Roi du matin, reine du jour

Roi du matin, reine du jour

Ian MCDONALD
DENOËL
504pp - 25,35 €

Bifrost n° 54

Critique parue en avril 2009 dans Bifrost n° 54

Il aura donc fallu attendre treize ans pour qu'arrive en France un « nouveau » Ian McDonald. Nouveauté toute relative, puisqu'il s'agit du troisième roman, paru en 1991, de l'auteur du très remarqué Desolation Road (le Livre de Poche). Très remarqué mais vite oublié par les éditeurs : en dehors du recueil Etat de rêve en 90 (le Livre de Poche) et de Nécroville en 96 (J'ai Lu), les lecteurs français n'ont pu se mettre sous la dent que… quatre nouvelles en près de vingt ans.

Autant dire que c'est avec une certaine impatience qu'on s'attaque à ce Roi du matin, reine du jour. On y découvre, au fil de trois parties radicalement différentes, mais chacune se nourrissant de la précédente, les histoires de trois jeunes femmes entretenant un rapport particulier avec la riche matière mythologique irlandaise.

La première d'entre elles, Emily, va avoir quinze ans en cette année 1913. Délaissée par son astronome de père — un père persuadé que la comète qu'il observe est en réalité un véhicule interstellaire, et qui imagine un moyen de communiquer avec ses occupants —, l'adolescente croit voir se matérialiser faunes, fées et autres représentants du Petit Peuple aux abords de la forêt qui jouxte le domaine familial. La fascination tourne vite à l'obsession, et le destin d'Emily aura de profondes répercutions sur ceux de Jessica, jeune Dublinoise mythomane des années 30 en quête d'identité, et d'Enye, qui, à la fin du XXe, siècle arpente chaque nuit ou presque la capitale irlandaise pour combattre, katana en main, des créatures de cauchemar qu'elle seule semble percevoir…

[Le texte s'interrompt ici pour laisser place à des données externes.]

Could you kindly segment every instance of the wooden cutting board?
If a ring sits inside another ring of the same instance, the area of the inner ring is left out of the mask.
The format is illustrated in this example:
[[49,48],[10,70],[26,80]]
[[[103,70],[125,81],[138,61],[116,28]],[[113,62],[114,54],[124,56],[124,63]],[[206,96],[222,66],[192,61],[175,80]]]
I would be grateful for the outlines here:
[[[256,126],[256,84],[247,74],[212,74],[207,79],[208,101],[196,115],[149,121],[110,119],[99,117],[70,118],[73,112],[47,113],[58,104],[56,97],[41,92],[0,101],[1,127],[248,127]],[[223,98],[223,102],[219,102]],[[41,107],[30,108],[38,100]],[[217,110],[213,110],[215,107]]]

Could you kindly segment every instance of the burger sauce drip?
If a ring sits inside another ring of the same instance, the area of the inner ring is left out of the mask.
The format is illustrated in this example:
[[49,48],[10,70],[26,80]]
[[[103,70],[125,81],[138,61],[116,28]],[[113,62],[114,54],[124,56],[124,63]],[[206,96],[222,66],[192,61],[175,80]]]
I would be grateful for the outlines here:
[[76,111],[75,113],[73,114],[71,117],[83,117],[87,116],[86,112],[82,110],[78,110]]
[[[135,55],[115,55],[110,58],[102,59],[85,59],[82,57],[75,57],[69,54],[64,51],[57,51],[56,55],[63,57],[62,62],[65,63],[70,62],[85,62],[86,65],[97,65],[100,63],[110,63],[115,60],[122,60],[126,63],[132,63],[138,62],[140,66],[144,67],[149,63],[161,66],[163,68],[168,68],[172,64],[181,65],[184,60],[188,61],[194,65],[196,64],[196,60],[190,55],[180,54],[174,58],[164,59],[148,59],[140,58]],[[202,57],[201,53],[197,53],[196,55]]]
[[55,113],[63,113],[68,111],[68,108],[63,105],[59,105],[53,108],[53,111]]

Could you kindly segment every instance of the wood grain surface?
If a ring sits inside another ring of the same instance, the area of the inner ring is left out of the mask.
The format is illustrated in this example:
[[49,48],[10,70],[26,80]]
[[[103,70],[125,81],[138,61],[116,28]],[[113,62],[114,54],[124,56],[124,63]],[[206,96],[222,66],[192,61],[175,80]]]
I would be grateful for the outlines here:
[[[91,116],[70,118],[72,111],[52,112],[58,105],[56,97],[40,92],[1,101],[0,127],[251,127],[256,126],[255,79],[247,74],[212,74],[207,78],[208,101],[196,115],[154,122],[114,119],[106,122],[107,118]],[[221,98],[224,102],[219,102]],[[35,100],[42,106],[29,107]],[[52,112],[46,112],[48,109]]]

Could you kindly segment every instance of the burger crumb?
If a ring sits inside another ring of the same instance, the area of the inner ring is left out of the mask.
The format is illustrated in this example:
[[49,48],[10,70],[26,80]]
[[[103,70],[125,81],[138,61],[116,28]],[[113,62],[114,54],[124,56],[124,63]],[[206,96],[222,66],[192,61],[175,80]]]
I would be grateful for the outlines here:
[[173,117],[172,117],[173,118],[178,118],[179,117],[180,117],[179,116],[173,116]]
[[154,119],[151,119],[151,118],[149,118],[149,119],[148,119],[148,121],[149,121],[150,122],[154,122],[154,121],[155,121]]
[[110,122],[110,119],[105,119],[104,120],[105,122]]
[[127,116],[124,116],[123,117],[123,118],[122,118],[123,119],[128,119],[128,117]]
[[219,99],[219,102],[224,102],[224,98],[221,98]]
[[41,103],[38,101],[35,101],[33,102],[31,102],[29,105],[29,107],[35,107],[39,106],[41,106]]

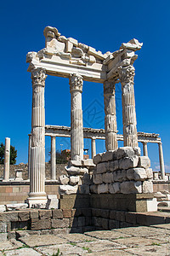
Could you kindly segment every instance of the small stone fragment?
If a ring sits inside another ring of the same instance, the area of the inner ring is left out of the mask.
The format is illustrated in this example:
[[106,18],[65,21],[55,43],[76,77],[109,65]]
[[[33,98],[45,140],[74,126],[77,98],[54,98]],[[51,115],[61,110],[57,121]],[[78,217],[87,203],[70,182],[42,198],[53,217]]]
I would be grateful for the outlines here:
[[59,181],[62,185],[67,185],[69,183],[69,177],[66,175],[61,175],[59,177]]

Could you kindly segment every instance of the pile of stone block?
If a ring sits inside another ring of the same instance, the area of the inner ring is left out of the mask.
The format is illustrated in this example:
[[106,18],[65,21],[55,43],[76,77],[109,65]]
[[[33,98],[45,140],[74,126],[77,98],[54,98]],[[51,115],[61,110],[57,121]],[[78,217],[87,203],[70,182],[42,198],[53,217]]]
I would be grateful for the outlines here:
[[91,159],[69,161],[65,166],[67,175],[61,175],[59,177],[60,194],[89,194],[89,185],[92,183],[91,173],[94,166]]
[[140,156],[139,148],[123,147],[94,156],[90,192],[138,194],[153,192],[150,160]]

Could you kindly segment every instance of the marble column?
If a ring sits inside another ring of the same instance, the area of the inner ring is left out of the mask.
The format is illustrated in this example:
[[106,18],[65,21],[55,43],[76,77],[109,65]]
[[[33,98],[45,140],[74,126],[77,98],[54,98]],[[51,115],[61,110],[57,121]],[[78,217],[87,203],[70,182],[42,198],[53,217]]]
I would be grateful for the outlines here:
[[3,181],[9,180],[9,166],[10,166],[10,138],[5,138],[5,151],[4,151],[4,169]]
[[160,160],[161,177],[162,177],[162,179],[165,179],[165,166],[164,166],[164,160],[163,160],[162,143],[159,143],[158,147],[159,147],[159,160]]
[[28,179],[30,179],[31,173],[31,134],[28,134],[29,142],[28,142]]
[[83,160],[83,126],[82,109],[82,77],[70,76],[71,91],[71,160]]
[[147,143],[143,143],[143,152],[144,156],[148,156],[148,147]]
[[107,80],[104,83],[105,148],[107,151],[113,151],[118,148],[116,139],[117,130],[115,102],[115,80]]
[[138,147],[136,110],[133,90],[134,67],[132,65],[128,67],[120,67],[118,68],[118,73],[122,84],[124,147]]
[[96,143],[95,138],[91,138],[92,159],[96,155]]
[[51,137],[51,179],[56,179],[55,137]]
[[27,201],[30,207],[44,206],[47,201],[45,193],[45,109],[44,89],[46,71],[33,69],[32,113],[31,113],[31,148],[30,193]]

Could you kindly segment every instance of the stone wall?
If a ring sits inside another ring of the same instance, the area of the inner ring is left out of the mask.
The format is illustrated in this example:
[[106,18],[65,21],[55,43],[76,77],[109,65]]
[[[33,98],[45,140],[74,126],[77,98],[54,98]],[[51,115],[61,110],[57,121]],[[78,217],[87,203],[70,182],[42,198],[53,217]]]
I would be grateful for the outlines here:
[[[101,197],[101,195],[97,195]],[[84,204],[85,202],[85,204]],[[63,195],[60,209],[0,212],[1,238],[15,238],[30,234],[83,233],[97,230],[112,230],[137,225],[170,223],[170,218],[159,213],[94,207],[88,195]],[[27,231],[26,231],[27,230]],[[25,234],[25,235],[24,235]]]
[[140,156],[139,148],[119,148],[116,151],[99,154],[94,158],[94,194],[138,194],[153,192],[153,172],[150,160]]
[[[65,174],[65,166],[66,164],[56,164],[56,178],[61,174]],[[3,177],[3,165],[0,165],[0,177]],[[9,177],[15,177],[15,171],[21,169],[24,180],[28,179],[28,164],[10,165]],[[51,165],[45,164],[46,179],[51,179]]]
[[[9,203],[23,203],[28,197],[30,190],[29,182],[0,183],[0,205]],[[59,185],[56,182],[46,182],[47,195],[57,195],[59,197]]]

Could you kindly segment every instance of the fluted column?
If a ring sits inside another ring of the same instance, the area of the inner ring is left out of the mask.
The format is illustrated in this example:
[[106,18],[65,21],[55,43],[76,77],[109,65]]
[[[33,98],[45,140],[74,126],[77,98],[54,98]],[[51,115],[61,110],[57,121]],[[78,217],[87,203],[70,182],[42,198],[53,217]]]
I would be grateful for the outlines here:
[[71,160],[83,160],[83,126],[82,109],[82,77],[70,77],[71,90]]
[[51,179],[56,179],[55,137],[51,137]]
[[162,143],[159,143],[158,146],[159,146],[159,160],[160,160],[161,176],[162,176],[162,179],[165,179],[165,166],[164,166],[164,160],[163,160]]
[[42,68],[33,69],[32,80],[32,113],[31,113],[31,148],[30,207],[44,204],[45,193],[45,109],[44,88],[46,72]]
[[9,166],[10,166],[10,138],[5,138],[5,151],[4,151],[4,169],[3,181],[9,180]]
[[29,141],[28,141],[28,179],[30,179],[31,173],[31,134],[28,134]]
[[91,138],[91,148],[92,148],[92,159],[96,155],[96,144],[95,144],[95,138]]
[[[126,65],[126,64],[125,64]],[[136,110],[133,90],[134,67],[132,65],[118,69],[122,84],[124,146],[138,147]]]
[[105,81],[104,83],[105,148],[107,151],[113,151],[118,148],[116,140],[115,84],[115,80]]
[[143,143],[143,152],[144,156],[148,156],[148,147],[147,143]]

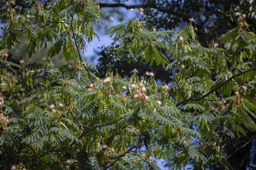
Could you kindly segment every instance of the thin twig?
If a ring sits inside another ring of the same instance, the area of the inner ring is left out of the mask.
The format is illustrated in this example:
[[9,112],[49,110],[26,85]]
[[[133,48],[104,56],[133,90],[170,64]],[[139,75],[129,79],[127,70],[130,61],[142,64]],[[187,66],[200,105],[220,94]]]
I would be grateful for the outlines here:
[[243,146],[242,146],[241,147],[236,149],[236,150],[235,151],[235,152],[234,152],[232,154],[230,155],[229,156],[228,156],[228,157],[227,157],[227,159],[228,159],[229,158],[230,158],[230,157],[232,156],[233,156],[233,155],[234,155],[236,153],[236,152],[237,152],[237,151],[238,150],[239,150],[240,149],[242,148],[243,147],[245,147],[248,144],[249,144],[249,143],[252,140],[253,140],[253,138],[255,136],[253,136],[250,139],[250,140],[247,142],[246,143],[245,143],[244,144]]
[[143,158],[142,156],[140,156],[140,155],[139,154],[135,152],[130,152],[130,153],[132,153],[133,154],[136,155],[137,155],[138,156],[140,156],[140,158],[141,158],[145,162],[146,162],[148,164],[148,165],[149,165],[149,166],[150,167],[151,169],[153,169],[153,170],[157,170],[157,169],[156,168],[155,168],[153,166],[152,166],[152,165],[150,164],[150,163],[148,162],[148,161],[147,161],[144,158]]
[[121,154],[120,156],[118,156],[116,158],[113,158],[116,159],[111,164],[110,164],[108,167],[105,167],[105,168],[104,168],[103,170],[106,170],[108,168],[109,168],[110,167],[111,167],[111,166],[112,166],[113,165],[115,164],[115,163],[116,162],[122,157],[123,157],[126,154],[129,153],[130,152],[130,151],[131,151],[133,149],[135,148],[135,147],[140,147],[141,146],[142,146],[142,145],[137,146],[137,145],[136,145],[135,146],[133,146],[132,147],[131,147],[127,151],[125,152],[124,153],[123,153],[123,154]]
[[172,75],[173,76],[173,78],[174,78],[174,80],[175,80],[175,82],[177,84],[177,85],[178,85],[178,87],[179,87],[179,88],[180,89],[180,91],[181,92],[181,93],[182,94],[182,96],[183,96],[183,98],[184,98],[184,100],[186,100],[186,96],[185,95],[185,94],[183,92],[183,91],[182,91],[182,90],[181,89],[181,87],[180,87],[180,85],[178,83],[178,81],[176,79],[176,77],[175,77],[175,75],[173,74],[173,72],[172,72]]
[[71,26],[71,29],[72,30],[72,33],[73,34],[73,36],[74,37],[74,41],[75,41],[75,45],[76,45],[76,49],[77,49],[77,52],[78,53],[78,55],[79,56],[79,57],[80,58],[81,62],[82,62],[82,64],[84,66],[84,68],[88,72],[88,75],[89,75],[89,77],[90,77],[90,79],[92,82],[92,83],[93,83],[93,80],[92,78],[92,76],[90,73],[89,70],[86,68],[84,64],[83,63],[83,60],[82,60],[82,57],[81,56],[81,54],[80,54],[80,52],[79,51],[79,48],[78,48],[78,46],[77,45],[77,43],[76,42],[76,37],[75,37],[75,31],[74,31],[74,28],[73,28],[73,25],[72,25],[72,22],[73,21],[73,17],[72,17],[72,19],[71,20],[71,22],[70,23],[70,26]]
[[204,99],[207,96],[209,96],[210,94],[211,94],[214,91],[218,90],[220,87],[222,87],[223,86],[223,85],[225,85],[225,84],[226,84],[226,83],[228,83],[228,82],[230,82],[230,81],[231,81],[233,79],[234,79],[236,77],[237,77],[239,76],[241,76],[241,75],[243,74],[247,73],[248,72],[250,72],[251,71],[254,71],[256,70],[256,68],[251,68],[251,69],[246,70],[245,71],[242,71],[241,72],[239,73],[236,75],[234,75],[232,76],[230,78],[228,79],[227,80],[225,81],[224,81],[224,82],[223,82],[222,83],[218,85],[215,88],[214,88],[212,89],[209,91],[207,93],[204,94],[204,95],[203,95],[203,96],[201,96],[201,97],[197,97],[197,98],[195,98],[193,97],[190,97],[189,99],[186,99],[182,101],[181,102],[180,102],[179,103],[176,104],[175,105],[177,107],[179,107],[180,105],[181,105],[183,104],[184,104],[188,102],[190,102],[190,101],[195,102],[195,101],[201,100]]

Roi du matin, reine du jour se présente comme un voyage à travers le XXe siècle irlandais, et Ian McDonald ne ménage pas ses efforts pour plonger son lecteur au cœur de l'époque de chacune de ses héroïnes, conjuguant sens du détail historique et réelle aisance stylistique. La première partie relève ainsi du roman épistolaire et se réfère explicitement au Crépuscule celtique de Yeats et à « l'affaire des fées de Cottingley », la seconde dépeint le Dublin des années 30 et l'Ulysse de Joyce dans un style « courant de conscience » très maîtrisé, enfin la partie contemporaine s'avère résolument moderne, dans sa construction comme dans son traitement, qui flirte avec le cyberpunk.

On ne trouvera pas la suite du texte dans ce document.